Faktisch konnte Obama trotz einer extrem heterogenen Wählerschaft mehr als drei Millionen Wählerstimmen mehr als sein Herausforderer Romney aktivieren. Obama sammelte Minderheiten, um mehrheitsfähig zu werden. Übersetzen könnte man diesen Ansatz in eine Multi-Koalitionsfähigkeit im deutschen Parteienwettbewerb. Wenn Merkel sich mit sechs Parteien im Bundestag konfrontiert sieht, ist ihr zuzutrauen, dass sie beinahe jede Wähler-Koalition schmieden kann. Die Union ist weitgehend normativ entkernt, bleibt aber für die zunehmend nutzen- und nicht bindungsorientierte Wählerschaft attraktiv. Dissens-Management hat Merkel in der aktuellen Berliner Koalition perfektioniert. Als Lernhintergrund würde das einem möglichen Kabinett Merkel III als bunte Koalitionen der Differenz helfen.

 

Problematisch ist jede Übertragung zwischen den USA und Deutschland im Hinblick auf konkrete Wahlkampf-Techniken.

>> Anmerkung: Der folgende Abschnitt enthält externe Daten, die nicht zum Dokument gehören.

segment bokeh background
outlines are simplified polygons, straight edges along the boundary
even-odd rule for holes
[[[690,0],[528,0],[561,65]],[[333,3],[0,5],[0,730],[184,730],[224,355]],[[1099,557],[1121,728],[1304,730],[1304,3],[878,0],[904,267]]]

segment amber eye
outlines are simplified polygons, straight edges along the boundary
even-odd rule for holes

Das bürgerliche Misstrauen der deutschen Wähler erstickt bereits im Ansatz jedes Vorhaben, private Details über Einstellungen und Handeln gegenüber Parteien freiwillig zur Verfügung zu stellen. Doch lernen kann man im übertragenen Sinne: Welches konkrete Wähler-Bild haben die Kampagnenplaner? Wer das Lebensgefühl und die Lebenswelt der Wähler authentisch anspricht, gewinnt. Trotz des Großtrends Digitalisierung zeigt der US-Wahlkampf, dass nichts wichtiger für die Wahl- und Entscheidungsbildung ist als das persönliche Gespräch. Insofern bleiben amerikanische Wahlkämpfe neben digitaler Modernität zugleich im Retro-Look. Die Gespräche in der Nachbarschaft wurden forciert, weil über Vertrauenspersonen Wahlentscheidungen transportiert werden. Demjenigen, dem ich vertraue, dem folge ich in seinem Bekenntnis zu einer Partei.

 

Die Verbindung von Offline- und Online-Welt ist dabei der Schlüssel: Wem Wähler wie vertrauen, dies kann man heute technisch über Twitter messen. Ob die Merkel-Union dies besser als andere Parteien nutzen wird, kann man bezweifeln. In jedem Fall wird sie die hohe Popularität ihrer Spitzenkandidatin nutzen. Der Wert von Umfragen steigt in Zeiten knapper Mehrheiten. Wer es schafft, mit Echo-Demoskopie zu mobilisieren, überzeugt auch unpolitische Wähler, die situativ entscheiden, und gewinnt auf der Zielgeraden des Wahlkampfes die entscheidenden Meter.

 

Bei aller Bewegung im Parteienwettbewerb, die bis zur Bundestagswahl noch zunehmen wird, stehen für Merkel die Chancen gut. Das USA-Momentum wirkt in deutschen Spielarten nach. Die Kanzlerpräsidentin Merkel kann von Obama eine ganze Menge lernen.

 

Karl Rudolf Korte, 54, ist Professor für Politikwissenschaft an der Universität Duisburg-Essen. Er forscht über die Zusammenhänge von Parteistrategien, Medien und Wählerverhalten.